Dysphagia is an early sign of PSP but can become more of a problem as the disease progresses. Dysphagia is the medical term that describes difficulty swallowing. This symptom includes difficulty starting a swallow, called oropharyngeal dysphagia, and the sensation of food being lodged in the neck or chest called esophageal dysphagia. Some signs of oropharyngeal dysphagia include difficulty controlling food in the mouth, inability to control saliva, difficulty initiating a swallow, coughing, choking, frequent pneumonia, unexplained weight loss, gurgly or wet voice after swallowing, nasal regurgitation. The most common symptom of esophageal dysphagia is the inability to swallow solid foods, and these foods often become stuck before it passes into the stomach. Most patients dealing with PSP will experience any one of these symptoms and difficulty swallowing in general.
One particular study examined the abnormalities patients with PSP experience during the multiple stages of ingestion, and their symptoms included uncoordinated lingual movements, impaired posterior lingual displacement, copious pharyngeal secretions, and absent velar retraction or elevation. PSP patients also had significantly fewer continuous swallows and required a longer duration to complete their swallows than those with healthy controls.

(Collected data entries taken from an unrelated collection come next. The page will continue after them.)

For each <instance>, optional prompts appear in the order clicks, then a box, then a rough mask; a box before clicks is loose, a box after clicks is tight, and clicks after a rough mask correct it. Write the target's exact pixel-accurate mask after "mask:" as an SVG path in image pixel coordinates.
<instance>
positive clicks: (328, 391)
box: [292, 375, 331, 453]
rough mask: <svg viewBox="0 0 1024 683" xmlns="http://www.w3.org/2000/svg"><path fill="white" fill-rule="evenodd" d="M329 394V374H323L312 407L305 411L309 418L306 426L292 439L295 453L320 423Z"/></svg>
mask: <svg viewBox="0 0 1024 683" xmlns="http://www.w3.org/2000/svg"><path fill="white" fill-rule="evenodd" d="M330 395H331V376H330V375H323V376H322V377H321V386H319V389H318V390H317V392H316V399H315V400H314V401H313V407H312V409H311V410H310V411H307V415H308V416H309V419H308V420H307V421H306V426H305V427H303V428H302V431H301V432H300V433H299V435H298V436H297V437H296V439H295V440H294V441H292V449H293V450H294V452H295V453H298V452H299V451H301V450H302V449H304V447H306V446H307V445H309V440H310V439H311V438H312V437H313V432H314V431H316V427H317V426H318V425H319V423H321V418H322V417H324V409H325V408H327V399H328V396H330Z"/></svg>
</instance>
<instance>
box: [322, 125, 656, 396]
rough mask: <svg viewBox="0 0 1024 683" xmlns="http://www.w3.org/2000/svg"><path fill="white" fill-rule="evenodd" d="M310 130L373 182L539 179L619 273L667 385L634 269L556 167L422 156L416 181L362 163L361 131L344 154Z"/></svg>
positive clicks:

Loss Of Bladder & Bowel Function
In advanced stages of PSP, unfortunately, many patients experience difficulties with controlling their bladder and bowel functions. Constipation and difficulties urinating are quite common, as well as uncontrollable urination, especially at night, as many patients in the advanced stage report having to urinate multiple times throughout the night. Some patients even experience urinary incontinence, which is the unintentional passing of urine, and there are multiple types of urine incontinence, such as stress incontinence, urge incontinence, overflow incontinence, and total incontinence. Researchers have also determined that patients with PSP experience a variety of urinary dysfunctions, such as problems with the bladder storing and withholding urine and issues with expelling urine from the bladder, which leads to either frequent urination or leaking or issues with urinating itself.
Diagnosing a person with progressive supranuclear palsy can be quite difficult, as its symptoms are incredibly similar to other movement disorders, such as Parkinson’s disease, and some of the common symptoms develop in later stages or not at all. There are no specific laboratory tests or imaging that can diagnose this condition. An initial diagnosis is generally based on the individual’s medical history and a physical and neurological exam. Diagnostic scans, such as magnetic resonance imaging, may show shrinkage at the top of the brain stem and degeneration, along with other imaging tests that look at brain activity. Unfortunately, PSP is often misdiagnosed as it is quite rare and mimics many of the symptoms of other neurological conditions. The best way to diagnose PSP is by identifying early gait instability and difficulty moving the eyes, speech and swallowing abnormalities, as well as ruling out Parkinson’s disease and other similar disorders.